PHOENIX – Beyond the physical toll of COVID-19, many are facing pandemic-related mental health challenges, including the way they view themselves and their bodies.
Stress, anxiety, depression and decreased human interaction all play a role in the development of negative body image, said Amy Lerner Wasserbauer, a clinical psychologist and counselor at Arizona State University.
“COVID has brought a lot of powerlessness and grief to people,” she said, “so stress, anxiety – all of these are emotional issues around COVID and we tend to focus on external ways of coping when we are under emotional distress.”
A recent study in the United Kingdom found that fears around COVID-19, as well as the consequences of restrictions mandated to curb the spread of the coronavirus that causes the disease, could be contributing to a number of serious mental health issues – including eating disorders.
The research, published in the journal Personality and Individual Differences, surveyed 506 adults in the U.K., with an average age of 34.
The study found that for women, feelings of anxiety and stress caused by COVID-19 were associated with a greater desire for thinness. Among men, the study found that COVID-19-related anxiety and stress was associated with greater desire for muscularity, with anxiety also associated with body fat dissatisfaction.
Wasserbauer said one coping mechanism many people resort to is food for comfort, shutting down and not exercising. The other, she said, is overexercising, starving oneself and anorexia.
A survey of U.S. and Netherlands residents found 62% of people with anorexia experienced a worsening of symptoms as the pandemic hit last spring. The survey, published in July in the International Journal of Eating Disorders, also found nearly a third of those surveyed with binge-eating disorder, which is far more common, reported an increase in episodes.
Pressure to lose weight or improve appearances increased during lockdowns. With gyms shut down, the online fitness industry boomed.
Home workout equipment sold out in stores, fitness trainers livestreamed free at-home sessions and celebrities used their online platforms to share their personal workout routines and wellness journeys.
“The mirage of the quarantine ‘glow-up’ on social media and the expectation about taking the time to change your nutrition and exercise to make a different body for yourself put a lot of pressure on people,” said Lisa MacDonald, a nutrition specialist at University of Arizona.
Although she said it was a great way for people to remain active and engage in movement, MacDonald also said it has contributed to people feeling that they lack motivation or aren’t active enough while in quarantine.
“Jokes about weight gain and the ‘Quarantine 15’ are not helpful, “ she said. “It’s a breeding ground for body image issues and body comparisons.

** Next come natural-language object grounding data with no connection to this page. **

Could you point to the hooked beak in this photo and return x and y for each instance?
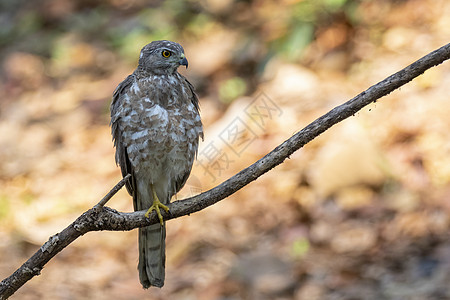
(183, 61)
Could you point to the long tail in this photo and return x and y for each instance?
(152, 255)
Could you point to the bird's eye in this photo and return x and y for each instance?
(166, 53)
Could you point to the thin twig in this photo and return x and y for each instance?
(108, 219)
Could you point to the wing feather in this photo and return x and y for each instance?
(122, 158)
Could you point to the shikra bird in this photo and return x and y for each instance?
(156, 127)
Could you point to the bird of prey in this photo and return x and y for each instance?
(156, 127)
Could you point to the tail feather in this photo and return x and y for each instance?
(152, 255)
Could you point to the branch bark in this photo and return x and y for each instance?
(104, 218)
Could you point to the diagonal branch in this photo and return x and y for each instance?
(104, 218)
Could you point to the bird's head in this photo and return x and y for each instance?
(162, 57)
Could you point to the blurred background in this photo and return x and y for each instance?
(362, 212)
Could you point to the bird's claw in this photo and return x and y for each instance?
(156, 206)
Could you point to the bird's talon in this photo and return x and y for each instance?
(156, 206)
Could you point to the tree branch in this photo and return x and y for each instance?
(104, 218)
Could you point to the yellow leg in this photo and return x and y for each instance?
(156, 206)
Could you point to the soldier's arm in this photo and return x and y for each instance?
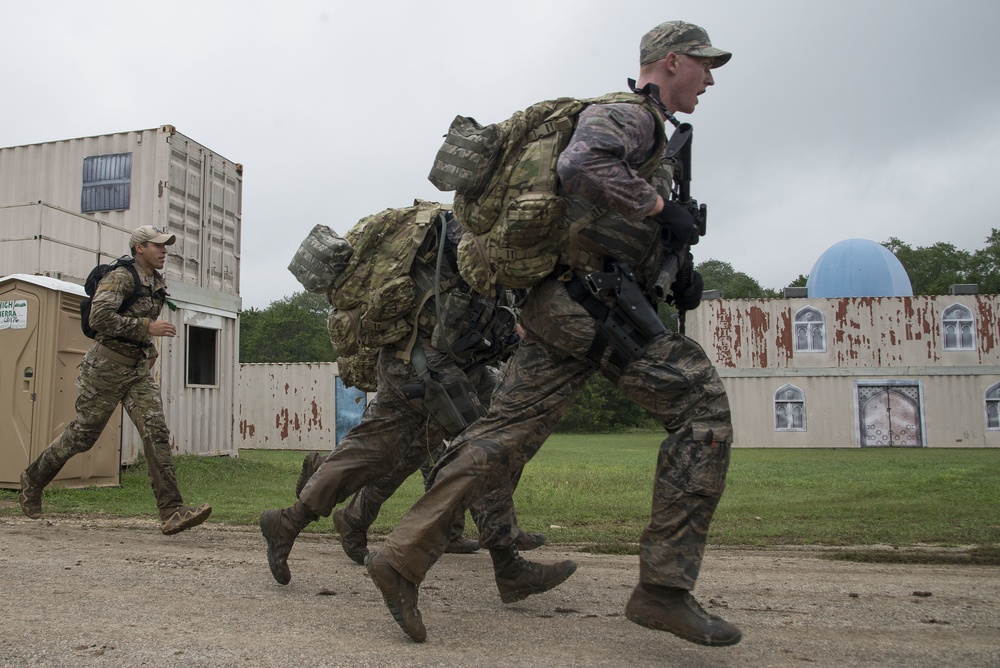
(109, 295)
(599, 164)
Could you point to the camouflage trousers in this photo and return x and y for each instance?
(396, 436)
(673, 380)
(103, 384)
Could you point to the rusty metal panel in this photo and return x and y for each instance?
(287, 406)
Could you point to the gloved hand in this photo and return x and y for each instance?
(687, 294)
(677, 223)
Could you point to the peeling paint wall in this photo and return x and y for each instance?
(287, 406)
(874, 341)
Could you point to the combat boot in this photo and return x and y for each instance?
(400, 595)
(184, 518)
(309, 466)
(518, 578)
(676, 611)
(354, 541)
(30, 498)
(528, 541)
(280, 528)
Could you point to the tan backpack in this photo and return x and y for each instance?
(507, 191)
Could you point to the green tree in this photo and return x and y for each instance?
(932, 269)
(985, 265)
(292, 329)
(719, 275)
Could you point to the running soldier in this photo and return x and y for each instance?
(668, 374)
(116, 370)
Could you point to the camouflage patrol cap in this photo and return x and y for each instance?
(148, 233)
(680, 37)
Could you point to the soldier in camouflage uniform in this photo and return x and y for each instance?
(401, 427)
(116, 370)
(671, 377)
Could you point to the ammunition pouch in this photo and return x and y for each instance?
(453, 403)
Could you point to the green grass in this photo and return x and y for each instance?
(596, 490)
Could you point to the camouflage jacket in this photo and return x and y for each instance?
(599, 164)
(134, 323)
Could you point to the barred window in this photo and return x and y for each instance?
(810, 331)
(958, 327)
(107, 182)
(789, 409)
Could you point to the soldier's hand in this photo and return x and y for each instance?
(161, 328)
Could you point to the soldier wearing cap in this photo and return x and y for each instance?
(116, 370)
(671, 377)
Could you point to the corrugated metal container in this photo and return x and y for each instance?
(175, 183)
(167, 180)
(294, 406)
(879, 375)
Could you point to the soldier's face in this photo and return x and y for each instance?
(692, 77)
(152, 255)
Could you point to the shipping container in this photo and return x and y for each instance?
(66, 206)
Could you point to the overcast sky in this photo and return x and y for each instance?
(833, 120)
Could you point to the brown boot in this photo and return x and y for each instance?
(309, 466)
(400, 595)
(518, 578)
(185, 517)
(280, 528)
(354, 541)
(30, 498)
(528, 541)
(676, 611)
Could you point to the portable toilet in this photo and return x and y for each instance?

Really, it’s a perfect storm for being able to have this take over.”
Wasserbauer said social media and virtual conferencing platforms like Zoom have had a tremendous impact on body image.
“The more social media that a person uses, the more there is exposure to the thin athletic body ideal which is often Photoshopped and not real,” she said. “Unhealthy body image is harmful to any age group, but for the college age especially, it can be destructive.”
In Arizona and elsewhere, college students have formed support groups to combat negative body image.
Body Positive Arizona, a student-led group at UArizona, aims to promote self-worth and positive body image among campus students.
Each year, MacDonald said, she sees more students joining the group and wanting to be involved.
Before the pandemic was declared in March 2020, groups of students handed out “compliment cards” to strangers on campus. Each card contained affirmations about self-esteem and body image along with a piece of candy.
To adapt to COVID-19 restrictions, the group’s focus shifted to Courageous Conversations, a monthly discussion series led by speakers, teachers and students.
“We are really trying to get some different ideas out there about what beauty is and how to be more body positive and a healthy relationship between food and body, ” said MacDonald, who is the program’s director. “That’s always been our intention.”
“I think there is starting to be this recognition and movement of diversity and celebrating diverse bodies,” she said.
Similarly, Northern Arizona University students created the NAU Body Positivity Club. Organizers recruit members via social media and the club has more than 700 followers on Instagram.
Wasserbauer said finding a community where students can be open and confident in themselves is important – especially during a time with limited ways of socialization. Such groups can provide relief from the constant negativity, she said.
Next time you catch yourself feeling poorly about your body, Wasserbauer recommends taking a long look in the mirror.
“Instead of critiquing ourselves, look in the mirror and tell yourself one thing you like about your physical body and one thing you like about your character,” she said.
“We aren’t a number. We are so much more than a size.”